Charlie hung up the phone and came toward them.
"Please," she repeated. Nick was moved by the ferocity of her plea.
It occurred to him that she might be over-killing her cause, since Charlie was
already half-convinced to make the move in his own mind.

"I'll do what I can," Nick said as Charlie moved
toward them in long strides, a beer bottle in his hand again.

"Bless you," Myra said. He felt her sincerity. Often,
later, he remembered the single-mindedness of her appeal, its strength. Nature
had tricked her. The wrong sex in the wrong time.

"Well, that's that," Charlie said smiling.
"Old McCarthy's in a real stew. They're still calling it a cliff-hanger,
although as I see it, Dewey's dead and Harry's going to get up in the morning
and find that he's still the top banana."

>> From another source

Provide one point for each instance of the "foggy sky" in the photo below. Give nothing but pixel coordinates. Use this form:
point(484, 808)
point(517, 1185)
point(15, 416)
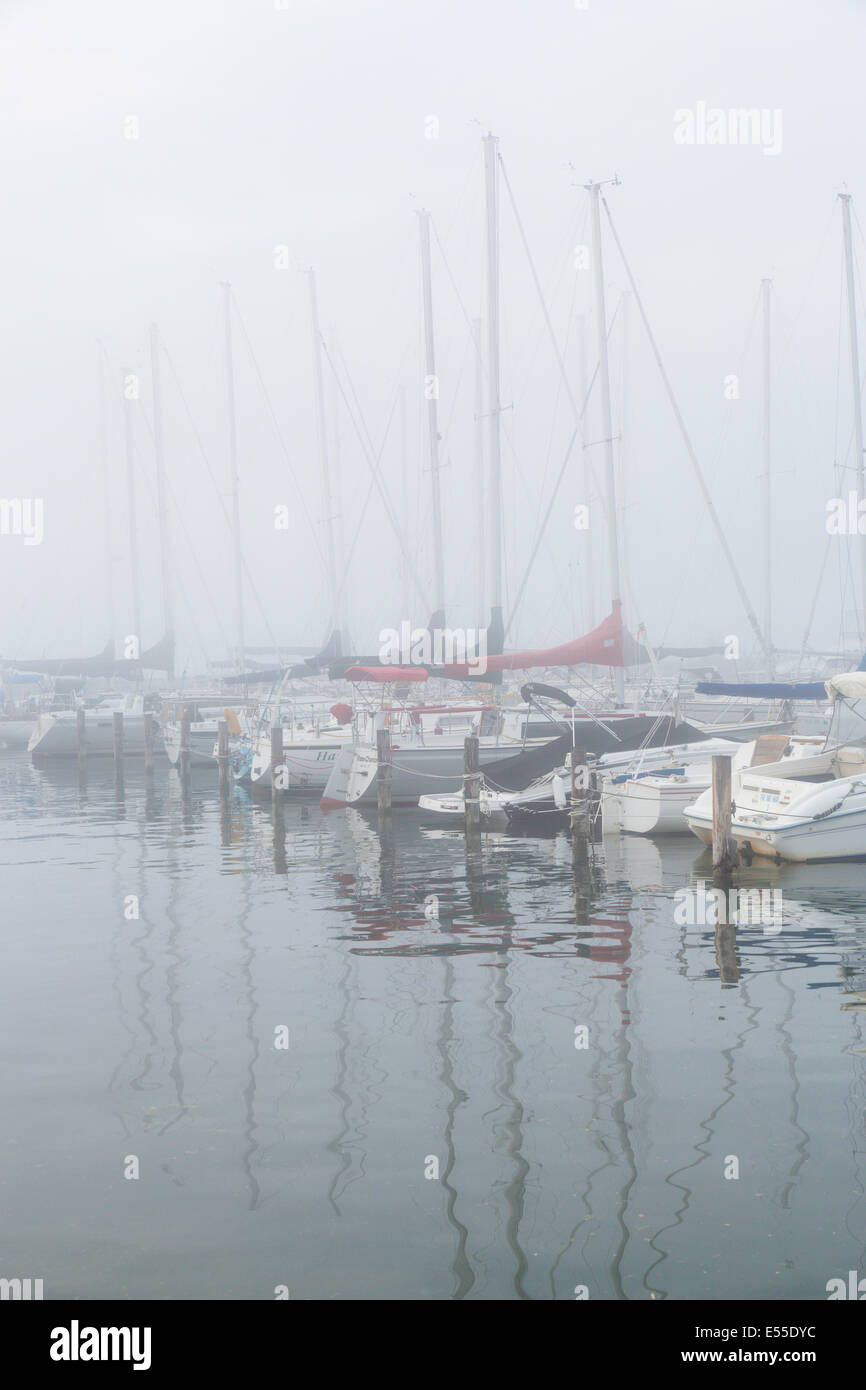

"Gold," a reporter called out, holding out a
phone. Nick knew at once it was Margaret.

"What the hell is going on?" Margaret's voice was
angry.

"Dewey's losing."

"I don't mean that. How come you haven't called? I
thought we were going to meet."

"We are."

"Thanks for informing me."

"What are you so mad about?"

"You said you would call."

"I was working. I was busy. So were you."

"I expected you to call."

"Come on, Maggie. Let it go."

"Every time you get involved with Charlie..."

"We're on assignment."

She paused, perhaps ashamed to show her insecurity. Was
Charlie now an issue between them? Could she be jealous of Charlie?

"I'm sorry, Nick. I'm tired. I think I'll go straight
home."

She clicked off the phone. He felt an unbearable sense of
loss. This is ridiculous, he told himself. Why was Charlie disrupting his life?
Who needed Charlie and all his problems?

When Dewey finally emerged it was nearly six A.M. They had
dozed, eaten sandwiches, waiting for the finality of events. Nick had already
lost interest. He was tired and he missed Margaret. Charlie had fallen asleep
on the couch. Myra quietly read a magazine.

Walking into the sporadic clicking of flashbulbs, a sputter
now, Dewey proceeded down the corridor toward the elevator, a ravaged man, his
eyes glazed, his skin puffy, a smile embedded incongruously under his
moustache. He held onto his wife's arm, two lonely, defeated figures. The
reporters remained silent, perhaps out of respect for the terrible finality of
defeat. Nick watched as the couple backed into the elevator, small figures
dwarfed by the large, beefy, red-faced policeman. As the elevator door closed,
Dewey's eyes flickered behind a beginning mist.

"There goes one busted bag of dreams," Charlie
said.

"Life is full of missed opportunities," Myra
whispered; she looked at Charlie and grasped his arm. "Now let's go over
to the winning side," she said, smiling sweetly.